(This is the sequel to this puzzle. It has a similar setup, but believe me, the solution is very different. Be careful! The answer is counterintuitive. It shocked me at first.)
You are a pirate. Previously, you captured a rogue mutineer. She begged for a second chance on the crew, in exchange for the location of her criminal headquarters: Marauders' Circular Cove.
In promise of great treasure, you raided the cove at night. But it was a trap! Now smugglers are coming out of the forest, more than you can count.
(Pictured: there are WAY MORE than this)
Your ship moves at the same speed as the smugglers. The smugglers cannot swim. If you manage to take even one step onto the shore, then you can instantly beach the ship and escape into the cover of darkness.

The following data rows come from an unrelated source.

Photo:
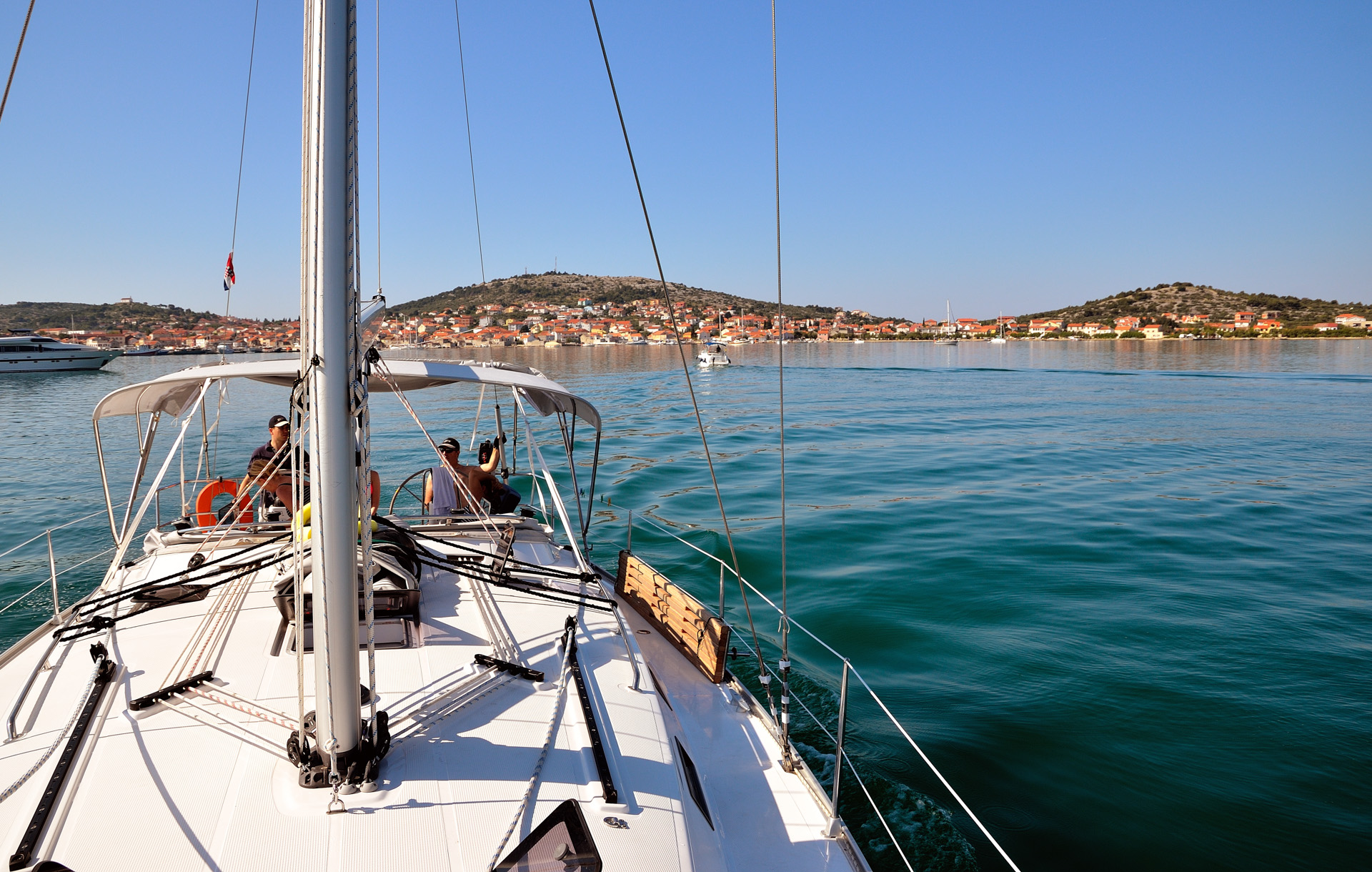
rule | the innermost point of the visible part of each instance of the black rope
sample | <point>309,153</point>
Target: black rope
<point>243,142</point>
<point>544,570</point>
<point>480,573</point>
<point>101,623</point>
<point>681,349</point>
<point>471,157</point>
<point>16,64</point>
<point>95,605</point>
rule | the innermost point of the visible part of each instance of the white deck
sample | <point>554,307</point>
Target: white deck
<point>158,790</point>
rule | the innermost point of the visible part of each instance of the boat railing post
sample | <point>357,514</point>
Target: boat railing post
<point>52,577</point>
<point>720,590</point>
<point>835,821</point>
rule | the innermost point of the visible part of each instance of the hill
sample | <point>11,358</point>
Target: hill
<point>566,289</point>
<point>1184,298</point>
<point>95,316</point>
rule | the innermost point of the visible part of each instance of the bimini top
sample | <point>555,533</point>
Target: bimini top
<point>173,392</point>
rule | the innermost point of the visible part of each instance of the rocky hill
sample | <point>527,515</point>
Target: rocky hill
<point>1184,298</point>
<point>566,289</point>
<point>95,316</point>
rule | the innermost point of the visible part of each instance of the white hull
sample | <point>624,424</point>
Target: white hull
<point>56,360</point>
<point>209,786</point>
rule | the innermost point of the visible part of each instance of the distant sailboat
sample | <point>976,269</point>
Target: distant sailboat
<point>953,335</point>
<point>1000,330</point>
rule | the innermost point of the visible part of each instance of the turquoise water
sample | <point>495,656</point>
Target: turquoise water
<point>1115,590</point>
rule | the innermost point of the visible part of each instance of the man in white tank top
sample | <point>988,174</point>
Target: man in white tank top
<point>441,492</point>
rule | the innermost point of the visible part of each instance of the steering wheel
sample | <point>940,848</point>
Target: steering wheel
<point>409,496</point>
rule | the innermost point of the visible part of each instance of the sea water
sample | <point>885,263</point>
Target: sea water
<point>1115,591</point>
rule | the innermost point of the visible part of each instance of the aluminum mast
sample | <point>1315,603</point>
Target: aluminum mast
<point>329,322</point>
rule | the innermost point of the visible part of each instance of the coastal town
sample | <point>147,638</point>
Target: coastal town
<point>652,322</point>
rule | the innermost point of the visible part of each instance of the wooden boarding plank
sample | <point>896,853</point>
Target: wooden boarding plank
<point>678,615</point>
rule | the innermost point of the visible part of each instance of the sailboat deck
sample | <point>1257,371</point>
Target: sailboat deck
<point>209,786</point>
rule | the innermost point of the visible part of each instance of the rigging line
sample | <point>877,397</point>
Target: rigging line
<point>377,147</point>
<point>16,64</point>
<point>781,418</point>
<point>681,349</point>
<point>471,158</point>
<point>243,142</point>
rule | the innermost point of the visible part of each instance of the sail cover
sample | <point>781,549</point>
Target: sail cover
<point>174,392</point>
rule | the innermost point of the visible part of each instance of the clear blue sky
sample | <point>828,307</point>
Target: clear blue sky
<point>1006,156</point>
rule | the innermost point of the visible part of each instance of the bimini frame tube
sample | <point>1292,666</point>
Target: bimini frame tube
<point>144,450</point>
<point>104,481</point>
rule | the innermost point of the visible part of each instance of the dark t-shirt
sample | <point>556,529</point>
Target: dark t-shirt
<point>283,462</point>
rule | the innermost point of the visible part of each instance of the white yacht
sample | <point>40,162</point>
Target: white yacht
<point>24,353</point>
<point>714,356</point>
<point>422,690</point>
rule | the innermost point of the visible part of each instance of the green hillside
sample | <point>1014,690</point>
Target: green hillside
<point>1184,298</point>
<point>566,289</point>
<point>95,316</point>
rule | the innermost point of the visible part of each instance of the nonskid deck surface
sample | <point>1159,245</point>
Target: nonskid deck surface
<point>197,783</point>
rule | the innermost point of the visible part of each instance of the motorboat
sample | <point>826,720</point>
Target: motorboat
<point>714,355</point>
<point>26,353</point>
<point>445,684</point>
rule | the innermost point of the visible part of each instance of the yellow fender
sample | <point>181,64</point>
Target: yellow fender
<point>302,522</point>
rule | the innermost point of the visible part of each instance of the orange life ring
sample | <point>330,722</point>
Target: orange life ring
<point>205,503</point>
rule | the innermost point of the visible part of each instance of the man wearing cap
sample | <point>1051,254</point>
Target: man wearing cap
<point>276,457</point>
<point>441,493</point>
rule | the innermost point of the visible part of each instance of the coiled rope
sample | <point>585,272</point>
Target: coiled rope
<point>62,735</point>
<point>542,754</point>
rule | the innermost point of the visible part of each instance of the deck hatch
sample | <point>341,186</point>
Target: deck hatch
<point>560,843</point>
<point>697,793</point>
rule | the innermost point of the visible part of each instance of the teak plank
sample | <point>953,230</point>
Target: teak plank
<point>678,615</point>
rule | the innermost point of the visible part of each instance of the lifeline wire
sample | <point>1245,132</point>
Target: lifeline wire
<point>16,64</point>
<point>377,147</point>
<point>471,158</point>
<point>243,142</point>
<point>781,414</point>
<point>681,349</point>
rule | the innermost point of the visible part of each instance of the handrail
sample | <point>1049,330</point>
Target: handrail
<point>854,670</point>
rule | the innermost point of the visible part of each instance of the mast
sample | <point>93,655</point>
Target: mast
<point>329,362</point>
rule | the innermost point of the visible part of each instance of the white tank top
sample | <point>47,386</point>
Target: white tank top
<point>445,492</point>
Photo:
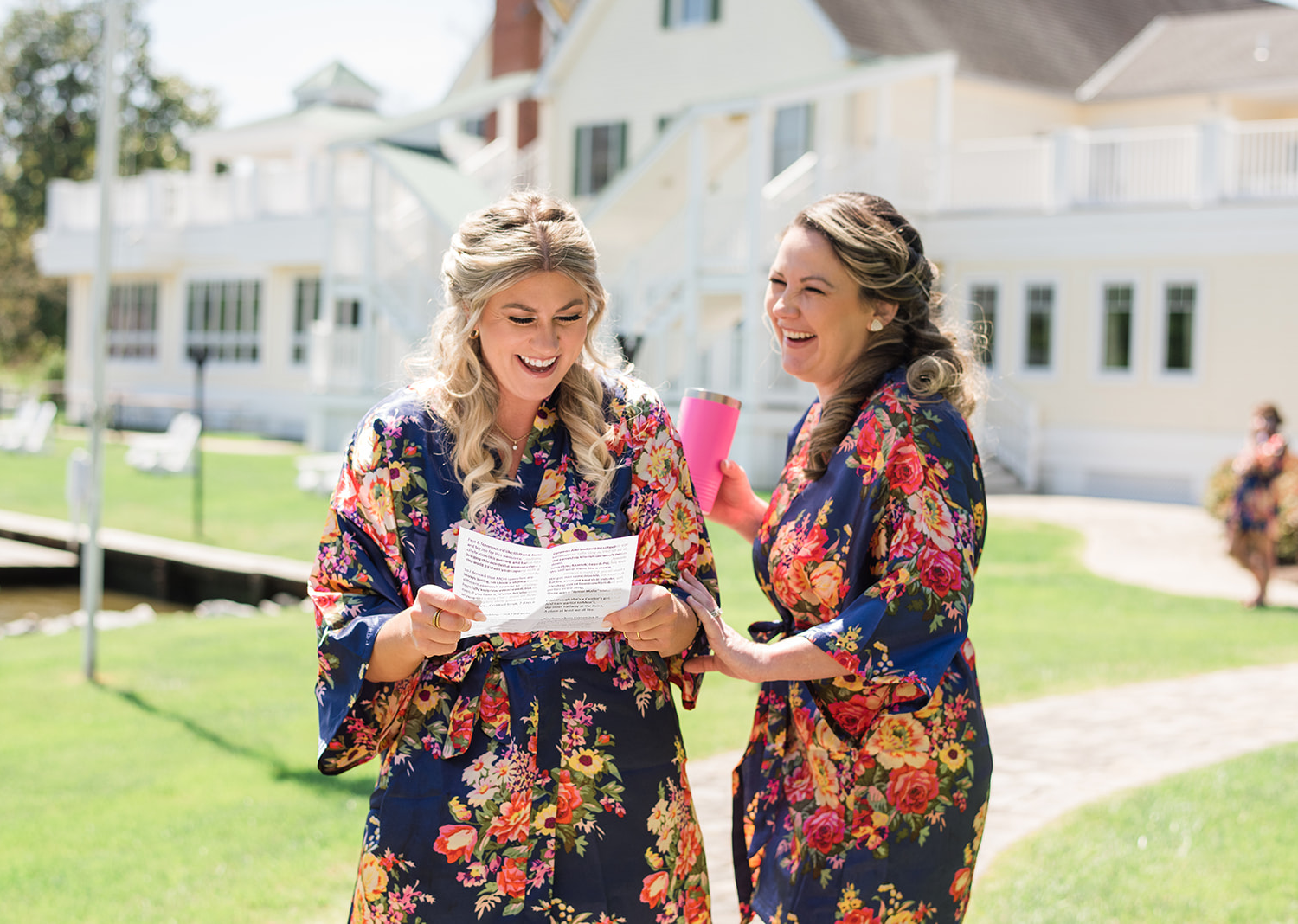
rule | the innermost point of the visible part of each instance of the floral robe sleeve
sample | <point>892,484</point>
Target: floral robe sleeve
<point>896,534</point>
<point>399,501</point>
<point>506,762</point>
<point>862,797</point>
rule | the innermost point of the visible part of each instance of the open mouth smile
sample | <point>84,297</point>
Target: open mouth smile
<point>537,365</point>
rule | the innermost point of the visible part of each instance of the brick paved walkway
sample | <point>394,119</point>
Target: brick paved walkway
<point>1058,753</point>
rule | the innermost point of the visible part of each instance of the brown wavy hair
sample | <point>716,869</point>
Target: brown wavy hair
<point>884,254</point>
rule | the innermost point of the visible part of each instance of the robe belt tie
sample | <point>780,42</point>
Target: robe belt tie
<point>496,690</point>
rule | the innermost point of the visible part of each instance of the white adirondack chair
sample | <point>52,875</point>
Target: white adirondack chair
<point>28,431</point>
<point>171,452</point>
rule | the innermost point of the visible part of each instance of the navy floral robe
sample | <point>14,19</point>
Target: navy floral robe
<point>862,799</point>
<point>531,778</point>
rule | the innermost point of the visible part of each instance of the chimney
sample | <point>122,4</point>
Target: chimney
<point>517,46</point>
<point>516,36</point>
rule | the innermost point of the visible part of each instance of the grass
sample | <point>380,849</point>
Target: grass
<point>1212,845</point>
<point>248,501</point>
<point>182,786</point>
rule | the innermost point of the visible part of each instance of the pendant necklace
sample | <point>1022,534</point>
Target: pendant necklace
<point>511,440</point>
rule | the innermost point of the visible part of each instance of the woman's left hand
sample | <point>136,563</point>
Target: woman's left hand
<point>654,620</point>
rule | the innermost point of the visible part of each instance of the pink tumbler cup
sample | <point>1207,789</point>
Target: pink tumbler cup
<point>706,428</point>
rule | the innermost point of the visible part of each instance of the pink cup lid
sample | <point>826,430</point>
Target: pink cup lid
<point>713,396</point>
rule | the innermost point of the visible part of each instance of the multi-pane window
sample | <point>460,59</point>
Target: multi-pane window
<point>223,317</point>
<point>1179,301</point>
<point>677,13</point>
<point>306,311</point>
<point>601,152</point>
<point>1118,327</point>
<point>1038,311</point>
<point>983,298</point>
<point>792,135</point>
<point>132,321</point>
<point>347,313</point>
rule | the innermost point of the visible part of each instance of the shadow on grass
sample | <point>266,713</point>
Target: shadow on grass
<point>311,776</point>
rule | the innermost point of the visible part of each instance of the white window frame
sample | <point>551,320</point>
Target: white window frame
<point>583,157</point>
<point>300,335</point>
<point>1158,345</point>
<point>690,13</point>
<point>1134,347</point>
<point>132,344</point>
<point>999,326</point>
<point>801,144</point>
<point>226,343</point>
<point>1051,368</point>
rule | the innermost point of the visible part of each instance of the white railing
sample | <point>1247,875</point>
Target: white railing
<point>1134,166</point>
<point>1266,158</point>
<point>171,200</point>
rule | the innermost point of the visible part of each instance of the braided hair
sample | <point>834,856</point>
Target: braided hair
<point>884,256</point>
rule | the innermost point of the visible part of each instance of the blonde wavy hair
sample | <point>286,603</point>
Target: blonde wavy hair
<point>521,235</point>
<point>883,253</point>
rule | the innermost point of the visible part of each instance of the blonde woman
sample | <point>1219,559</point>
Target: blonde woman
<point>532,776</point>
<point>862,793</point>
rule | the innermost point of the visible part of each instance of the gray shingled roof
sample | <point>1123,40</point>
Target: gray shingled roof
<point>1241,49</point>
<point>1048,43</point>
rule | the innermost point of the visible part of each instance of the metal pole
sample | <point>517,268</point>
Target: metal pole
<point>106,174</point>
<point>200,356</point>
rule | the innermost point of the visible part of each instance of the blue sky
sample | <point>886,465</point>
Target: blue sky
<point>254,52</point>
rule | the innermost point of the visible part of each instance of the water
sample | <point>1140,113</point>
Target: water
<point>51,602</point>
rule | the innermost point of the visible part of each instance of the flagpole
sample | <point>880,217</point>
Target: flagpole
<point>106,176</point>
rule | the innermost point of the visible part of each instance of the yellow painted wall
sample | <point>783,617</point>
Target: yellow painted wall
<point>1246,327</point>
<point>628,67</point>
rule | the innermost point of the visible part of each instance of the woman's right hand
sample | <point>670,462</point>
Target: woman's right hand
<point>428,628</point>
<point>736,505</point>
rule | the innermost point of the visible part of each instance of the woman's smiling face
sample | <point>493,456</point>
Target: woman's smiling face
<point>531,335</point>
<point>817,309</point>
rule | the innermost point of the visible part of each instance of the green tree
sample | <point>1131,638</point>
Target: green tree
<point>49,72</point>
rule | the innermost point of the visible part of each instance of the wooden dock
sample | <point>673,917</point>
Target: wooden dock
<point>38,550</point>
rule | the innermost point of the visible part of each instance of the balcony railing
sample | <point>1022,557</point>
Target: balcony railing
<point>174,200</point>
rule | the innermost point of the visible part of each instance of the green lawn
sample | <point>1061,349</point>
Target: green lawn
<point>1211,846</point>
<point>182,786</point>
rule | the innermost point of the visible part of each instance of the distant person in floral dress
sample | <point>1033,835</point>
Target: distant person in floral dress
<point>1253,524</point>
<point>864,791</point>
<point>524,778</point>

Right now (and only right now, i.e. not after the chase starts), you can bribe some of the smugglers to leave, so that you only have to evade $n$ of them. Your goal is to reach the shore without getting caught. The smugglers' goal is to catch you when you reach the shore, or starve you out on the lake forever.
How many smugglers can you evade, if the cove is shaped like a perfect circle?
The ship and smugglers are all points of zero radius. Everyone can always see everyone else's position. This is not a loophole-finding contest: there are no issues with reaction time, scurvy, et cetera.